— Я скажу, что с детства страдаю плоскостопием, и у меня освобождение, — тем временем совершенно спокойно ответила я Владимиру Геннадьевичу.

— А если начнут травить, испытывать тебя на прочность? — не унимался он.

— Володь, а ну-ка давай с этого момента поподробнее. — На отце уже не было лица, а моя невинная просьба грозила обернуться полным запретом на посещение школы. — Ты же сказал, что в этом твоем «А» классе все адекватные.

Владимир Геннадьевич не спешил отвечать, а может, и вовсе не слышал отца. Он смотрел на меня, и я готова была поспорить, свято верил, что нашел тот самый аргумент, чтобы настоять на своем. Вот только не на ту напал!

— Вы серьезно? — в притворном удивлении округлив глаза, я ухмыльнулась и, собрав в кулак остатки смелости, заявила: — Жизнь семнадцать лет испытывала меня на прочность. Поверьте, я давно научилась давать сдачи.

Владимир Геннадьевич рывком снял с себя очки, повертел ими, сосредоточившись на заляпанных линзах. Чем не повод перестать глазеть на меня?

— Охотно верю, — пробурчал он себе под нос, а я уже было обрадовалась своей маленькой победе, как, прокашлявшись, в разговор по новой вступил отец.

— Милая, — произнес он нарочито мягко, и тон этот слащавый не обещал мне ничего хорошего. — Может, найдешь Кристину Леонидовну, узнаешь, не нужна ли ей какая помощь.

— Пап, — пропищала я полевым мышонком. Ну точно, не видать мне было школьных будней как своих ушей.

— Давай-давай, Ась, — лишь отмахнулся от меня отец. — А мы пока с Володей еще раз все по-хорошему обмозгуем.

Судорожно придумывая аргументы в свою защиту, я только и успела, что покачать головой.

— И правда, Асенька, — поддержал отца Владимир Геннадьевич. — У нас на кухне возле окна все еще елочка стоит. Девчонки ее нынче вместо игрушек конфетами украсили. Лепота! Сходи, выбери себе самую вкусную.

— Мне не пять лет! — Насупившись, я спрятала ладони под мышками, но с места не сдвинулась.

— Ася, за языком следи! — рыкнул отец.

— Простите! — Щеки ощутимо зардели.

Хамить не входило в мои планы, но и молчаливо наблюдать, как в очередной раз на тысячу осколков разлетаются надежды и в воздухе бесследно растворяются мечты, не получалось.

— Можно, я останусь? — Из-под длинных, полупрозрачных ресниц несмело взглянула на Владимира Геннадьевича.

— Дай нам пять минут, ладно?

Идти на медведя с голыми руками было делом заведомо проигрышным, а тут на меня ополчились сразу двое.
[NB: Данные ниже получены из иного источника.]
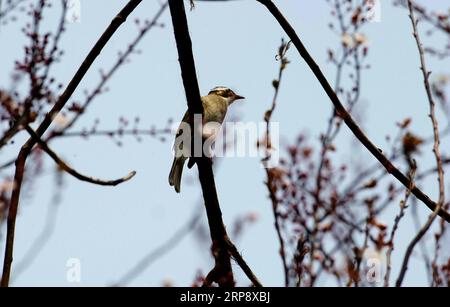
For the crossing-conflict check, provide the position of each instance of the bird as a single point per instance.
(215, 106)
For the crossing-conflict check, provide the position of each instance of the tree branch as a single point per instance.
(436, 150)
(65, 167)
(222, 272)
(345, 115)
(59, 105)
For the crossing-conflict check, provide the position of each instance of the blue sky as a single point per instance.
(109, 229)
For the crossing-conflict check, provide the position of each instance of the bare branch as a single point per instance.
(345, 115)
(436, 150)
(59, 105)
(65, 167)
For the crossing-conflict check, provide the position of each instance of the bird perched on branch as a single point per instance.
(215, 106)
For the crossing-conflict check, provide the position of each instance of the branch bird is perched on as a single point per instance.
(215, 106)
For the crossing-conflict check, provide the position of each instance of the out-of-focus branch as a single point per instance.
(59, 105)
(436, 149)
(222, 272)
(345, 115)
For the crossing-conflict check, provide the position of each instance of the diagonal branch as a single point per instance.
(65, 167)
(436, 149)
(59, 105)
(222, 272)
(345, 115)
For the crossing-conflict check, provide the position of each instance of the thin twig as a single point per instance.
(436, 150)
(345, 115)
(222, 272)
(65, 167)
(400, 215)
(269, 183)
(59, 105)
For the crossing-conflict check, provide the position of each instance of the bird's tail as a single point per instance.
(176, 172)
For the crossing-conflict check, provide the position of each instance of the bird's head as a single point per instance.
(226, 93)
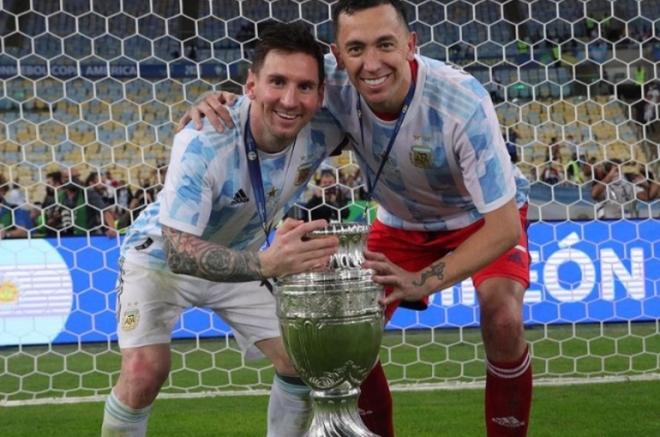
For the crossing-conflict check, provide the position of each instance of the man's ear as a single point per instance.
(412, 45)
(321, 94)
(335, 51)
(250, 83)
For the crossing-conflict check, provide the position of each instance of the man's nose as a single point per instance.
(371, 59)
(290, 97)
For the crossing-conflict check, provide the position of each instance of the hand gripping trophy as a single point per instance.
(332, 327)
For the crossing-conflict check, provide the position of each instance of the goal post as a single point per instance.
(96, 87)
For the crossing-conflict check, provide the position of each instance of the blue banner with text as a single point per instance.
(63, 291)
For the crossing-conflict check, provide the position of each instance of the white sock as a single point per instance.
(120, 420)
(289, 409)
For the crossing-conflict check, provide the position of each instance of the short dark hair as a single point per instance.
(288, 38)
(349, 7)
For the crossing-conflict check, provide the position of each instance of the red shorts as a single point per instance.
(415, 250)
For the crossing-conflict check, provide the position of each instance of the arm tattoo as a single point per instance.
(190, 255)
(437, 270)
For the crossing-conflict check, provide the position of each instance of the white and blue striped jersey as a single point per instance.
(449, 164)
(208, 192)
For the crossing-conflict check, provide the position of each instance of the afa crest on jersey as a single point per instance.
(421, 156)
(303, 173)
(130, 320)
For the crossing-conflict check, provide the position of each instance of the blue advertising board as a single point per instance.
(62, 291)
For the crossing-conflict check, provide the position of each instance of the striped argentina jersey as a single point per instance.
(208, 192)
(449, 164)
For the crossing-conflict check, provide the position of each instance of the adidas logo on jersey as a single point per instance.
(240, 197)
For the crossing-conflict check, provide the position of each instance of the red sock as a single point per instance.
(375, 403)
(508, 397)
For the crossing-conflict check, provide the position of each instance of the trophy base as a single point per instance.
(336, 415)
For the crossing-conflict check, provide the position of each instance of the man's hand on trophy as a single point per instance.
(291, 253)
(405, 285)
(212, 106)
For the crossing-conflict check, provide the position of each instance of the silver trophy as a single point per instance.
(332, 327)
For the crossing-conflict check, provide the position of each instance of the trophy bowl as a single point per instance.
(332, 327)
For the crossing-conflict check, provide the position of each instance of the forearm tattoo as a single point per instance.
(190, 255)
(437, 270)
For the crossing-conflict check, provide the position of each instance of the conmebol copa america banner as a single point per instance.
(64, 291)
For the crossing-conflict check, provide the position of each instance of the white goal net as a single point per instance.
(90, 93)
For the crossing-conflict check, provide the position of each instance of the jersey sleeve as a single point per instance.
(484, 160)
(187, 194)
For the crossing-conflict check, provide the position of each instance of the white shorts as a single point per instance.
(149, 303)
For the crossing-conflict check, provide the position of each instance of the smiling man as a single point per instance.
(197, 245)
(452, 205)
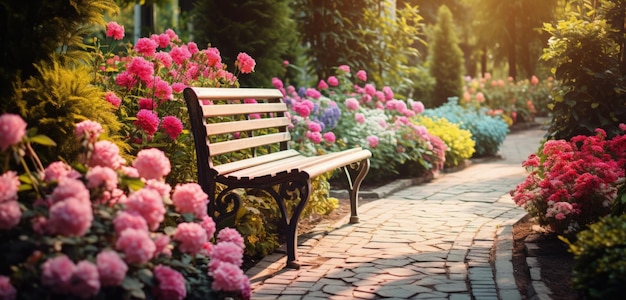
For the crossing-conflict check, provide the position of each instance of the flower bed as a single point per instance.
(107, 229)
(573, 183)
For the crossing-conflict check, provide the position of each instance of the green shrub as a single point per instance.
(459, 141)
(58, 98)
(600, 268)
(587, 53)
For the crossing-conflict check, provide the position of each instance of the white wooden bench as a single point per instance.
(253, 138)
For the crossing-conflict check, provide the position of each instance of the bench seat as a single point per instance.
(252, 136)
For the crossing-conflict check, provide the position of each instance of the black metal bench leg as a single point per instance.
(298, 189)
(355, 173)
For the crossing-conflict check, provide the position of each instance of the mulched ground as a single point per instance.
(554, 261)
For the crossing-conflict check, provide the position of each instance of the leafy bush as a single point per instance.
(144, 83)
(588, 57)
(59, 97)
(487, 132)
(345, 112)
(573, 183)
(459, 141)
(517, 101)
(600, 269)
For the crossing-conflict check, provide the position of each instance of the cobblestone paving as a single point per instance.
(429, 241)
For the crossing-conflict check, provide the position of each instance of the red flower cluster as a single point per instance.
(573, 183)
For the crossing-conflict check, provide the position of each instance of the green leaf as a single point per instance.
(134, 184)
(130, 284)
(42, 140)
(25, 187)
(24, 178)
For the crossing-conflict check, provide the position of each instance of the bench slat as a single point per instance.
(254, 161)
(227, 127)
(236, 94)
(299, 162)
(241, 109)
(246, 143)
(271, 168)
(338, 162)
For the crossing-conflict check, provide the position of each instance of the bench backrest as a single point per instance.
(237, 122)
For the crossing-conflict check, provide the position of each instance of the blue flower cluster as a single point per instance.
(488, 132)
(329, 117)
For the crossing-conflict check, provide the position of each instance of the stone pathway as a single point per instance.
(428, 241)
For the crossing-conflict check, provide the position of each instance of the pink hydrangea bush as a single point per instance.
(98, 229)
(573, 183)
(346, 111)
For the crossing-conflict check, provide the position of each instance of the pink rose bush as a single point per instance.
(144, 83)
(96, 229)
(573, 183)
(346, 111)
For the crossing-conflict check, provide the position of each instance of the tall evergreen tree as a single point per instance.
(446, 59)
(331, 33)
(264, 29)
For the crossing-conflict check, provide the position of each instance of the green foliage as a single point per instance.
(58, 98)
(600, 268)
(446, 59)
(257, 219)
(263, 29)
(330, 31)
(389, 41)
(459, 141)
(34, 30)
(588, 59)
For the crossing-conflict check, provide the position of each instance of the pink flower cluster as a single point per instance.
(171, 283)
(155, 71)
(573, 183)
(62, 276)
(190, 198)
(10, 213)
(226, 259)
Поджав губы, я поднялась. Посмотрела на отца. Бросила взгляд на его приятеля. Забавно, взрослые дядьки, но оба вжались в диван как трýсы.

Стоять здесь и дальше истуканом, было весьма глупо, а потому покорно поплелась прочь. У закрытых дверей гостиной замерла буквально на миг. Уже схватилась за ручку, но тут обернулась и зачем-то выпалила:

— Я не ем сладкое.

А потом, хлопнув дверью, вылетела в коридор и с размаху напоролась на что-то мягкое, а точнее, на кого-то.
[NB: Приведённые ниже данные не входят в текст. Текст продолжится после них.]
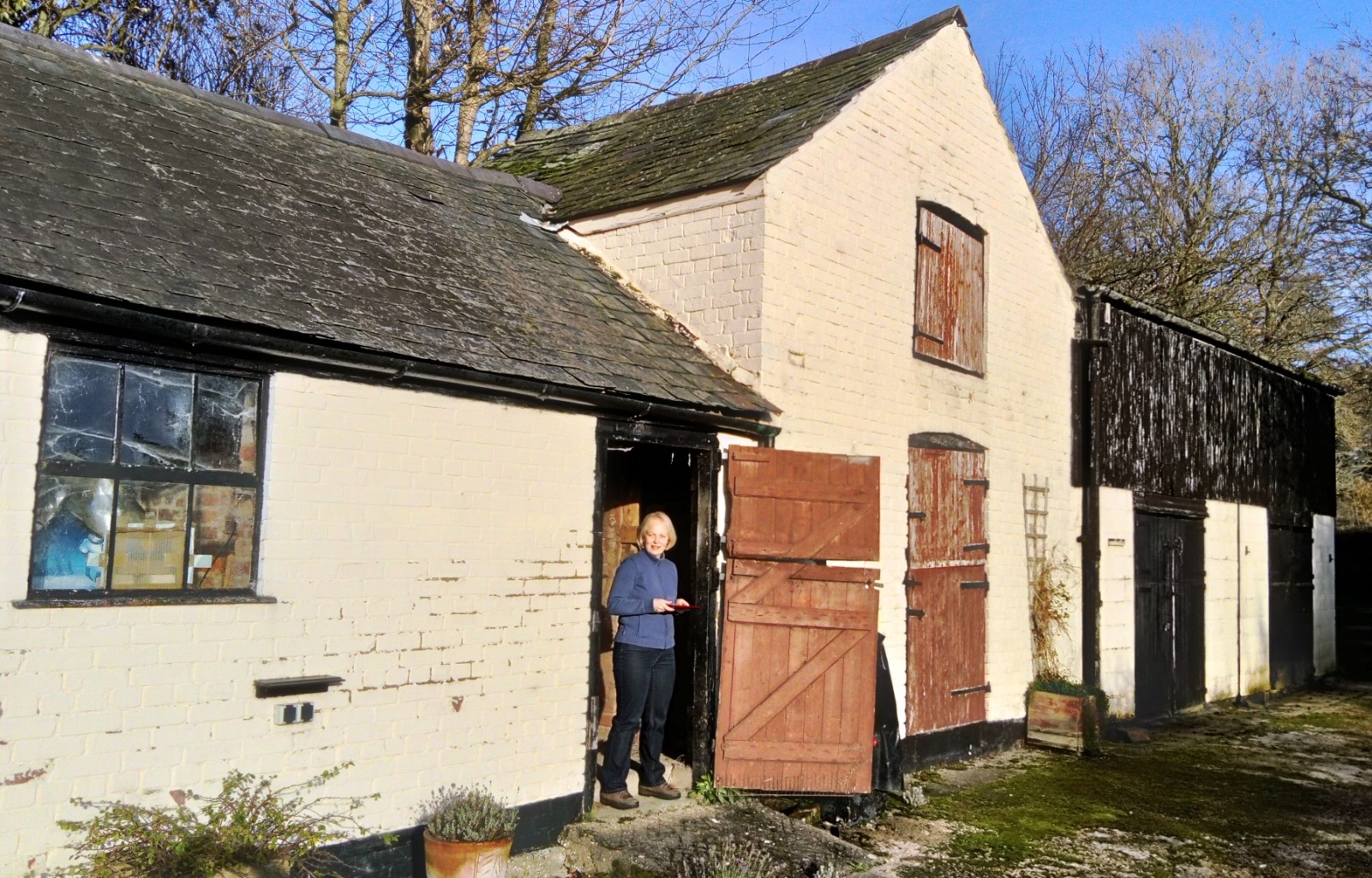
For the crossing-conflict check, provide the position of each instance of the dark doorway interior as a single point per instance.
(639, 478)
(1290, 606)
(1169, 613)
(1353, 595)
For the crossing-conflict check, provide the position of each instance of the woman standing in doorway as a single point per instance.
(644, 597)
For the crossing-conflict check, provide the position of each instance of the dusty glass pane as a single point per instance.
(79, 419)
(221, 537)
(225, 424)
(70, 531)
(157, 417)
(150, 535)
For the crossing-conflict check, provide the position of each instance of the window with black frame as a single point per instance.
(148, 481)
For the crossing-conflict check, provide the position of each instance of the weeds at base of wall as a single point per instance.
(707, 791)
(249, 826)
(1050, 611)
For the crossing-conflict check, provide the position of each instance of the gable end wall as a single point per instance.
(837, 332)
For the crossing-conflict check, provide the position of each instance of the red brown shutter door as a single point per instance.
(950, 292)
(947, 588)
(799, 654)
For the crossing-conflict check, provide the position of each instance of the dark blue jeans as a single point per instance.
(644, 679)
— Ауч! Больно же! — тут же раздался писклявый девичий голосок, а в нос ударил аромат лаванды и мяты.

— Кто здесь? — прошептала я испуганно.

Сердце пропустило удар, следом — второй, а глаза никак не могли привыкнуть к темноте.

— Обязательно было дверь так резко открывать? — внаглую проигнорировав мой вопрос, запричитала девчонка. — Теперь шишка будет!
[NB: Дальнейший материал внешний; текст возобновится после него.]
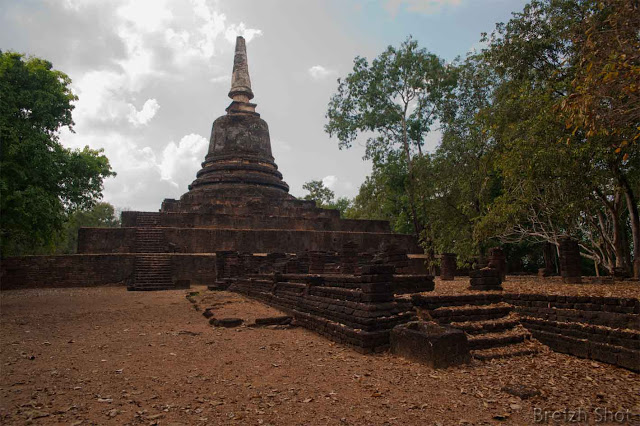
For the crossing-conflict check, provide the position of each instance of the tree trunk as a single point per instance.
(412, 198)
(632, 205)
(549, 258)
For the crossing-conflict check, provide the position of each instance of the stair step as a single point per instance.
(521, 349)
(467, 313)
(487, 326)
(492, 340)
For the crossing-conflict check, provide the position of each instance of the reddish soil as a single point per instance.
(108, 356)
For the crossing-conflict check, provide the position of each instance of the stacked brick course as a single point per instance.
(606, 329)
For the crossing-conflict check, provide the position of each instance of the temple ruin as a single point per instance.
(237, 228)
(238, 202)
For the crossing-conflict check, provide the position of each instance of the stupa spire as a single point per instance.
(240, 81)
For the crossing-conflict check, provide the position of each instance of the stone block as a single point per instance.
(431, 344)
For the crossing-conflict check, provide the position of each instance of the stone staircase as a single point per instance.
(493, 329)
(152, 272)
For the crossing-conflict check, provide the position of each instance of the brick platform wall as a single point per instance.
(356, 310)
(66, 271)
(106, 240)
(206, 240)
(605, 329)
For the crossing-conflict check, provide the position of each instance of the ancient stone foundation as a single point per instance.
(605, 329)
(570, 268)
(358, 309)
(430, 344)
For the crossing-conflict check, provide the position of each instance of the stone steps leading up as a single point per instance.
(488, 326)
(521, 349)
(468, 313)
(503, 338)
(492, 329)
(152, 272)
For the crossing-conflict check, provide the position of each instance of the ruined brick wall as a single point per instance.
(198, 269)
(605, 329)
(106, 240)
(275, 241)
(235, 221)
(201, 240)
(93, 270)
(65, 271)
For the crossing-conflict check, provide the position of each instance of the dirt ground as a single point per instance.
(108, 356)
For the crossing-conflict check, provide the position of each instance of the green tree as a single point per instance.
(458, 182)
(101, 215)
(319, 193)
(394, 101)
(324, 197)
(41, 181)
(556, 180)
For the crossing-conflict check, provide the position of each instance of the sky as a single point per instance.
(152, 75)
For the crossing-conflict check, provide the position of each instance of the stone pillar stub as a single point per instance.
(448, 266)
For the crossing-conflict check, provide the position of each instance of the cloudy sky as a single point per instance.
(152, 75)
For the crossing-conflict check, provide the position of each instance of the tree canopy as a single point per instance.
(41, 181)
(539, 135)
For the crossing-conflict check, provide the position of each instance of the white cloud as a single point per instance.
(426, 7)
(240, 29)
(318, 72)
(145, 15)
(280, 146)
(330, 181)
(221, 79)
(180, 162)
(142, 117)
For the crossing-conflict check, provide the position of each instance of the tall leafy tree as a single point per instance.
(604, 100)
(394, 102)
(41, 181)
(101, 215)
(322, 195)
(556, 179)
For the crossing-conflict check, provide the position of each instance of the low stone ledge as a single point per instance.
(430, 344)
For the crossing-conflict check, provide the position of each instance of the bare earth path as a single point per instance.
(108, 356)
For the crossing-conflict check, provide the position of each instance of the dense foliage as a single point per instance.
(539, 135)
(325, 197)
(41, 182)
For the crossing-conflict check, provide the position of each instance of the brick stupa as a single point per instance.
(238, 202)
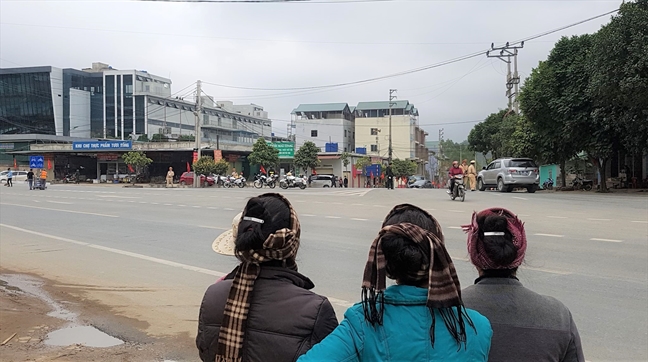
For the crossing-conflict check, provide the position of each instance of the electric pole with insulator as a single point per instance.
(391, 104)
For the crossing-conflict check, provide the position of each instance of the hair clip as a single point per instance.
(249, 218)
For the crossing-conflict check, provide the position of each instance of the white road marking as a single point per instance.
(212, 227)
(59, 202)
(61, 210)
(609, 240)
(339, 302)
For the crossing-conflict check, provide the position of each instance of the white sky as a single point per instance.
(301, 45)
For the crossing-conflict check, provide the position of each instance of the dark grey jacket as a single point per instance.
(526, 326)
(284, 322)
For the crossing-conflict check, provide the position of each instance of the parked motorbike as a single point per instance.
(459, 191)
(548, 185)
(292, 181)
(580, 183)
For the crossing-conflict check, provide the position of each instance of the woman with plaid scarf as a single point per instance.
(422, 317)
(264, 309)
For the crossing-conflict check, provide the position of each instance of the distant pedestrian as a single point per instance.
(527, 326)
(170, 176)
(30, 179)
(9, 177)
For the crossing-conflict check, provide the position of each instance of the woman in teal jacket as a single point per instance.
(422, 317)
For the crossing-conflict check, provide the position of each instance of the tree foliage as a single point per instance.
(403, 168)
(264, 154)
(306, 156)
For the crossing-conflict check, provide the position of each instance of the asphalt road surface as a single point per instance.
(146, 253)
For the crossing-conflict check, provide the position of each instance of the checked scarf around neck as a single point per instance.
(478, 255)
(281, 245)
(444, 291)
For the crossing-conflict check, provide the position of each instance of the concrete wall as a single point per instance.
(79, 113)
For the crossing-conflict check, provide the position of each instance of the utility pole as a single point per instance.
(198, 113)
(391, 104)
(512, 79)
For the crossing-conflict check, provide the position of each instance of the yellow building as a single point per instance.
(408, 139)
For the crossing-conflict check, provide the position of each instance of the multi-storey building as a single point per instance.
(372, 131)
(331, 123)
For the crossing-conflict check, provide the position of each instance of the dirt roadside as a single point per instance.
(26, 314)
— Подслушивать меньше нужно. — Судьба чужого лба интересовала меня постольку-поскольку, а вот сохранность моей маленькой тайны теперь вызывала сомнения. — У вас что, лампочка перегорела? Почему так темно?

— Сейчас, — фыркнула незнакомка и щелкнула выключателем. — И вовсе я не подслушивала — больно надо.